Crimes de haine et discrimination
Traduction générée par IA. Accéder à la version originale
Protection pénale contre les humiliations pour des raisons idéologiques et territoriales
La Cour suprême (TS) confirme la condamnation de trois personnes pour des faits survenus après une manifestation organisée par le collectif "Pour l'Espagne, je m'engage". Selon les faits établis, les accusés menaient le cortège — lié à un parti d'extrême droite — et ont proféré des slogans et insultes pendant le parcours. À la fin de la manifestation , déjà en soirée, les trois accusés et un groupe d'environ 10 à 12 personnes ont croisé plusieurs voisins assis en terrasse d'un bar. Le récit judiciaire indique qu'ils ont agi
animés par leur mépris envers les personnes indépendantistes catalanes et de gauche , et ont commencé à intimider, cracher et insulter les victimes avec des expressions telles que "indépendantistes de merde" ou "rouges de merde". De plus, des agressions telles que des coups de poing, des gifles et des bousculades, des coups (avec un mât) et des coups de pied sont décrites, causant des dommages et nécessitant une assistance médicale, mettant cinq jours à guérir. animés par leur mépris envers les personnes indépendantistes catalanes et de gauche , et ont commencé à intimider, cracher et insulter les victimes avec des expressions telles que "indépendantistes de merde" ou "rouges de merde". De plus, des agressions telles que des coups de poing, des gifles et des poussées, des coups (avec un mât) et des coups de pied sont décrites, causant des dommages et nécessitant une assistance médicale, mettant cinq jours à guérir.
La Cour provinciale de Barcelone les a condamnés pour trois crimes de haine , par humiliation/mépris, en concours avec un crime contre l'intégrité morale et un délit léger de blessures , en plus des ordres d'éloignement et des indemnisations.
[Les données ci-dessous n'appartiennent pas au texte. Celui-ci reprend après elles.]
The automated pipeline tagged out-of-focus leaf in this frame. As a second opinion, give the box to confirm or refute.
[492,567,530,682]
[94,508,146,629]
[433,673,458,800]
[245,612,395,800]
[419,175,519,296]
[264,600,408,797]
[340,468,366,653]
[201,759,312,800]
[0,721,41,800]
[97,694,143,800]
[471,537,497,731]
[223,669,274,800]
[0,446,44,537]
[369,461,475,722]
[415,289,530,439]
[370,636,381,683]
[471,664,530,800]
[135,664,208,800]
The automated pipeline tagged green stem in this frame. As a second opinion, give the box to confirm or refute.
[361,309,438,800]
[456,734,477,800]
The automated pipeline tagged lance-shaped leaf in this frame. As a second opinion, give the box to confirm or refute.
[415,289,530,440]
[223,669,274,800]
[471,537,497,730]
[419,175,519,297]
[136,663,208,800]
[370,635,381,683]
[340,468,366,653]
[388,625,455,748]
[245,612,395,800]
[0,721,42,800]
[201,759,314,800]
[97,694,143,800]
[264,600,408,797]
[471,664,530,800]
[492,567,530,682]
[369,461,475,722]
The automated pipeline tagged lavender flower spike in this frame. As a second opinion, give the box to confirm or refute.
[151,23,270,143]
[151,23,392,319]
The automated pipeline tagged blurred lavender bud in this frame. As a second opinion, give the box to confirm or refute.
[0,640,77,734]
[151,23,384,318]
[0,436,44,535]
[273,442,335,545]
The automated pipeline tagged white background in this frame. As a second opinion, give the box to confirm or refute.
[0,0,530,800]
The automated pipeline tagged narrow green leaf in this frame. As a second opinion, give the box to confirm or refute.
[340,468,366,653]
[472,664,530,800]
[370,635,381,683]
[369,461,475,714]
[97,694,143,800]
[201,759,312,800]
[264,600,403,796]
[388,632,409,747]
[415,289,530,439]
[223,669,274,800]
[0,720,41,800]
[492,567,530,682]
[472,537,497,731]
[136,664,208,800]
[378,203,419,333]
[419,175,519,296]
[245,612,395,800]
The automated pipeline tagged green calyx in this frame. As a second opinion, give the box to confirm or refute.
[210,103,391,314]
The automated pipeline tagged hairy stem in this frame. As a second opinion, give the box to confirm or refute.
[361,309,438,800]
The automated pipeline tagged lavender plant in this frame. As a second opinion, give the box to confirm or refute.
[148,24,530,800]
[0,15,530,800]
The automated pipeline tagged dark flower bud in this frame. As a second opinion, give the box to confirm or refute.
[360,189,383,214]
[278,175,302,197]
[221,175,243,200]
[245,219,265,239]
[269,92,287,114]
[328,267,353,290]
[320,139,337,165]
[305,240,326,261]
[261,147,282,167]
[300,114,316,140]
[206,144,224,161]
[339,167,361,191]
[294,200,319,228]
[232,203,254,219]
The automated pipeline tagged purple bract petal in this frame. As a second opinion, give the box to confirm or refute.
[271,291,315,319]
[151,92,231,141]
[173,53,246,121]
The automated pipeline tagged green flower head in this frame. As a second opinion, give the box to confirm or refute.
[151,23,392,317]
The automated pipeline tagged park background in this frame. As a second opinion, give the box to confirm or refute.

La TSJ de Catalogne a confirmé, et la TS rejette les recours en cassation car elle ne constate pas l'absence de preuve (s'appuyant sur les déclarations des victimes et des témoins) et souligne une idée clé, pour le crime de haine de l'art. 510. 2. a du CP il n'est pas nécessaire que les victimes appartiennent à un groupe vulnérable pour que le comportement soit punissable.
Nos avocats peuvent vous fournir les conseils appropriés et défendre vos intérêts dans des actions découlant d'actes constitutifs ou pouvant constituer un crime
Ce site web utilise à la fois des cookies propres et des cookies tiers pour analyser nos services et la navigation sur notre site web dans le but d’améliorer notre contenu (à des fins analytiques : mesure de visites et les sources de trafic web). La base légale est le consentement de l’utilisateur, sauf dans le cas des cookies de base, qui sont essentiels pour naviguer sur ce site web.